Ultimately, the movie weaves many themes, which are handled well enough
by the master director Martin Scorsese. But, how much can we heap on one
plate and still keep from choking with indigestion. Who are the dead? They
are the living, the junkies, pushers, patients, nurses, doctors, and other
EMT’s who populate this bleak urban world. Every major character is
anesthetized with some drink, drug, neurosis, or insane withdrawal.
Yes, we laughed at some of the black humor. We cringed at the
brutality. We wept a bit at the blight. We were hopeful for the lovers,
though it would seem their fate was far from anything but a momentary,
fragile relief from the sense of loss and doom around them.

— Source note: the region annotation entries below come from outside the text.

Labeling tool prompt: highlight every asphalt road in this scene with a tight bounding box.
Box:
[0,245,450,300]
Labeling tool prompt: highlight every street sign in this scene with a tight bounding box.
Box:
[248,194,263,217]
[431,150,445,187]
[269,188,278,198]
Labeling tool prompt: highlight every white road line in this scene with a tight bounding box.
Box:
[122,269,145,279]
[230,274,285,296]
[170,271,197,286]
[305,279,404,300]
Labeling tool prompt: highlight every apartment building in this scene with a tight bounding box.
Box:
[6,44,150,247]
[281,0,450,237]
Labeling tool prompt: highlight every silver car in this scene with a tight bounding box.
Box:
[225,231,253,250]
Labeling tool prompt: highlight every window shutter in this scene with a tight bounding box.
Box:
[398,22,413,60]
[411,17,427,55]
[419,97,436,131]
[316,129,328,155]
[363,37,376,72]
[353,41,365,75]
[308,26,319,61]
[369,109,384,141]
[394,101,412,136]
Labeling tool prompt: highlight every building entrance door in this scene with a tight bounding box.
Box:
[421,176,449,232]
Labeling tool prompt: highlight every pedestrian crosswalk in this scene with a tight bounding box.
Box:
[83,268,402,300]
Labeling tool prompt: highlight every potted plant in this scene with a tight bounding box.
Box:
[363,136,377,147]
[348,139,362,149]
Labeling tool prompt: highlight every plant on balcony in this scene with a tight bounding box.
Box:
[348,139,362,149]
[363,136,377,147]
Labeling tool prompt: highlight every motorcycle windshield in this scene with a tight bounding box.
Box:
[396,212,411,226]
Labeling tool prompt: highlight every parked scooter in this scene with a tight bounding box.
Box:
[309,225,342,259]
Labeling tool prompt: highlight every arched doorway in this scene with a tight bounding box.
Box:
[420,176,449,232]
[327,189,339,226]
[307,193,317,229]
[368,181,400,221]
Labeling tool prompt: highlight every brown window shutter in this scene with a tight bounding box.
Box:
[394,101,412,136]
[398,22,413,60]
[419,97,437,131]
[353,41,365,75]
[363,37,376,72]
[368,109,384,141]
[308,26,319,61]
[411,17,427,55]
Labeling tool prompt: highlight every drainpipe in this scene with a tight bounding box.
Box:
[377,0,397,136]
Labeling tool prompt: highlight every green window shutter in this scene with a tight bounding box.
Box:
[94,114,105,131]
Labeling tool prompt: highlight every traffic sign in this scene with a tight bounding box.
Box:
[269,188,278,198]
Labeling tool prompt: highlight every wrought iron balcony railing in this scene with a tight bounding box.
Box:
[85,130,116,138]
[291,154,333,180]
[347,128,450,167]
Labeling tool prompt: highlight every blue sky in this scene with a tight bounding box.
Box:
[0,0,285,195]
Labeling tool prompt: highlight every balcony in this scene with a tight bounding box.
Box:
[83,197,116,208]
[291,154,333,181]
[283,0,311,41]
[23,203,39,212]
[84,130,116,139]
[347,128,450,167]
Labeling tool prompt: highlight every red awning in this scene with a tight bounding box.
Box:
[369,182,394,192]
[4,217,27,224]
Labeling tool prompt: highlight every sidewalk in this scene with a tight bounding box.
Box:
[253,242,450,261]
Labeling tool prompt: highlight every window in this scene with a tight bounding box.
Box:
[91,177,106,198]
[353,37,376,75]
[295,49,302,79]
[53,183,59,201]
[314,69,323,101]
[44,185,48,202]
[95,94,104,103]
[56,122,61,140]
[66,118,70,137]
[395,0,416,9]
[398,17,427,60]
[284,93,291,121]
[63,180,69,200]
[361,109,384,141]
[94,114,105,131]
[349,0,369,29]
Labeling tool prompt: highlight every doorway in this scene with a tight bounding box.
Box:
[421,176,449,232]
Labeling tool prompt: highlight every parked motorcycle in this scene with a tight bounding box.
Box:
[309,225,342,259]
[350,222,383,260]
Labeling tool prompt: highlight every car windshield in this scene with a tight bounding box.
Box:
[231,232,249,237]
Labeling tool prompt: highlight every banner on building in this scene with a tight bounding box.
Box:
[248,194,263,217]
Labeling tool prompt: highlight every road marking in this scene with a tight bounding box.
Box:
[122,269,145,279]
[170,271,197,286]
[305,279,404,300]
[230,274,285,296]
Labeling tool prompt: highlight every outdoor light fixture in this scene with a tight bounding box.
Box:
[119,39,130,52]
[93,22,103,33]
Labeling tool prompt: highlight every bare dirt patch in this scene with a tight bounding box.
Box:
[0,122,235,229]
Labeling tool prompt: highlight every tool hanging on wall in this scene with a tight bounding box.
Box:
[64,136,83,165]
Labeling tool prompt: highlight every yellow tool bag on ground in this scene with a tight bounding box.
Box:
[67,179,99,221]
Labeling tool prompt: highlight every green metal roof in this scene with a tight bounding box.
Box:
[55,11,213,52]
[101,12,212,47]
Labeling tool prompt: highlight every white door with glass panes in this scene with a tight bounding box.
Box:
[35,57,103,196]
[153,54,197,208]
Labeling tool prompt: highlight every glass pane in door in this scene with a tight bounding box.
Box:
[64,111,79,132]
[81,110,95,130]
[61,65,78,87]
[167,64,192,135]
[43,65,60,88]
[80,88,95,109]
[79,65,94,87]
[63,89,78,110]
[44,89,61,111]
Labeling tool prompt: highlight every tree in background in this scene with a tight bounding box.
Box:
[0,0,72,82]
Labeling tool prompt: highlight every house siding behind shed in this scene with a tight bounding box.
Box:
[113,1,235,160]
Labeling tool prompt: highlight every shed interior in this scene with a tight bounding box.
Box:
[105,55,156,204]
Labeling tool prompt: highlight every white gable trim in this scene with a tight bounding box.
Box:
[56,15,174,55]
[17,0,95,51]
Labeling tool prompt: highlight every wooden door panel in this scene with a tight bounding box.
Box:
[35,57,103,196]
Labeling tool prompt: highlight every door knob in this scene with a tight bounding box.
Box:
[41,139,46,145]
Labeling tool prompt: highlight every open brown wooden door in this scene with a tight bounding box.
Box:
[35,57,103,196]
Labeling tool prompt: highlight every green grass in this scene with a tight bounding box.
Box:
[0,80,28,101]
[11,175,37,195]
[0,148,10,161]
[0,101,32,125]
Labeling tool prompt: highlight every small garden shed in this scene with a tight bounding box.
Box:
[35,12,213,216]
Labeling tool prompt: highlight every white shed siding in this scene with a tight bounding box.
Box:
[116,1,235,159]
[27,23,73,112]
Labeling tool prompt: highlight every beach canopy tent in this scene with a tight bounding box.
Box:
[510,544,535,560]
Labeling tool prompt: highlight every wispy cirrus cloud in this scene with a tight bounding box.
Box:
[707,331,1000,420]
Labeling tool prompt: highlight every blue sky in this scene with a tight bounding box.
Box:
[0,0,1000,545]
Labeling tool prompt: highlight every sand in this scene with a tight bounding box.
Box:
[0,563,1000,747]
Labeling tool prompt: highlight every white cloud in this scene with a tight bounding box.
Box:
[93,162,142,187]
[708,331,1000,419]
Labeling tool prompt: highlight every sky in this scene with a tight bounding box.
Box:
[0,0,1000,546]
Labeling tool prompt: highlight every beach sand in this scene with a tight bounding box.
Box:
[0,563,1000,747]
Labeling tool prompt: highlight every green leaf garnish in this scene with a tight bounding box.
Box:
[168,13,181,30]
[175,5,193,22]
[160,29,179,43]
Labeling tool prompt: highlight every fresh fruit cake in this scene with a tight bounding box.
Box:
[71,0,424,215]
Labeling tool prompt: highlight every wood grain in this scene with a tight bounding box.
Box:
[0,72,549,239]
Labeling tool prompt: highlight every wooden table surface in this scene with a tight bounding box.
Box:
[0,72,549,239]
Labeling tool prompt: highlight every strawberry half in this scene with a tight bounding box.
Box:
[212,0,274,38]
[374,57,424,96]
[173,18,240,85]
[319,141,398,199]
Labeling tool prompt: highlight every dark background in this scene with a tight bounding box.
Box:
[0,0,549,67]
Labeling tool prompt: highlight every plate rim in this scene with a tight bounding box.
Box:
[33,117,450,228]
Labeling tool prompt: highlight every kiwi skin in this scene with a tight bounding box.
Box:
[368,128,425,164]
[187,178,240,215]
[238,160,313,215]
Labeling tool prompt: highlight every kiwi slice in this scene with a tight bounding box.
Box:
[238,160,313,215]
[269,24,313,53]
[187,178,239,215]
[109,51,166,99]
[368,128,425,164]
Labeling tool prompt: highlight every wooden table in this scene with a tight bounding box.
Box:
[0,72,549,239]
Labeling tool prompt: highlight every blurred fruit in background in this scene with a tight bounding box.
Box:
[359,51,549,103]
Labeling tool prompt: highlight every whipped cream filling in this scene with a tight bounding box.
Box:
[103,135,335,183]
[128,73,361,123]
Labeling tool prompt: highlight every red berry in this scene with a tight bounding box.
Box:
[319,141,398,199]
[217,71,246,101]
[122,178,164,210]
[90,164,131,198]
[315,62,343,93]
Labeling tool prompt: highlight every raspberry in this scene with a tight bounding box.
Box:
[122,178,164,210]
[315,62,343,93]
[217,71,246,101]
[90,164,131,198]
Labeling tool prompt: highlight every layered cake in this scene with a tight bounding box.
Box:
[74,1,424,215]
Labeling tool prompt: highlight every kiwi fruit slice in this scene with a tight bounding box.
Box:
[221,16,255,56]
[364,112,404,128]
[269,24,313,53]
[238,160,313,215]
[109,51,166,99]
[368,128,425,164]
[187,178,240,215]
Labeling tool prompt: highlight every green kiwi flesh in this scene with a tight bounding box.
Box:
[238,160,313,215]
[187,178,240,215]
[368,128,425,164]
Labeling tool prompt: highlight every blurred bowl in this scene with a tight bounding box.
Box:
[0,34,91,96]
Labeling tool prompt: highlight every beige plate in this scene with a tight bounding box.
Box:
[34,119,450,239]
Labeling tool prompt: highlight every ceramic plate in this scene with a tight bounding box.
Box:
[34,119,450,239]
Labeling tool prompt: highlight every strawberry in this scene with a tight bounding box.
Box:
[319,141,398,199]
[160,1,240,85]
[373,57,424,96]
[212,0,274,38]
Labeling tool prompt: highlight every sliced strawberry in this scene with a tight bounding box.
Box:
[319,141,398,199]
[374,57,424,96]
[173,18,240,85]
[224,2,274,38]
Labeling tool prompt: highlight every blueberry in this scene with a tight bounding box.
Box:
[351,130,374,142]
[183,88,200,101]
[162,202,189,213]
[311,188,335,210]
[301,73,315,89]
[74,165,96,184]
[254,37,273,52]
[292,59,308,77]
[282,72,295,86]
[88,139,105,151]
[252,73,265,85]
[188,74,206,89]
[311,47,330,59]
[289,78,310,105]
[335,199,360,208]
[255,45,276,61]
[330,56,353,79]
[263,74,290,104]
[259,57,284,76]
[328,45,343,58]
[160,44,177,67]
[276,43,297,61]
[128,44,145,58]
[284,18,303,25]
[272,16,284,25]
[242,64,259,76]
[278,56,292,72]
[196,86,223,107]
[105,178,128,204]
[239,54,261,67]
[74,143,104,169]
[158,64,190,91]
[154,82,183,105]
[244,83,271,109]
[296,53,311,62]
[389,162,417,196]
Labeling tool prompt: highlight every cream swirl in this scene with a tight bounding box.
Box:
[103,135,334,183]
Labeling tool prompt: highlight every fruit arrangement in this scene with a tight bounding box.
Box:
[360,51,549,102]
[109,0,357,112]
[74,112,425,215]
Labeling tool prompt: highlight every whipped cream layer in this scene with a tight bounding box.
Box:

Perhaps as its greatest achievement, this movie presents insight into
the difficulties of dealing with someone who is alive only because he is
in a hospital with the resources of modern medicine to constantly jolt him
back to physical functioning. The shifting sympathies of the family and
medical staff provide powerful commentary on the troubling realities of
modern medical ethics.
We won’t give away how the question of life support is answered. We
will say, though, that arriving at it became too easy because Frank
telepathically hears the voice of the patient giving him clear
instructions. Such a fantasy luxury is not afforded medical professionals
and families who struggle with patients on the brink. That said, though,
the film is a surreal antidote to modern hospital mythology in television’s
ER and Chicago Hope, which all too often degenerate into
soap opera.
We’ve mentioned the haunting performances of Nicolas Cage and
Patricia Arquette, and we must applaud the wonderful work done by John
Goodman, Ving Rhames, Tom Sizemore, and others. Thank you all.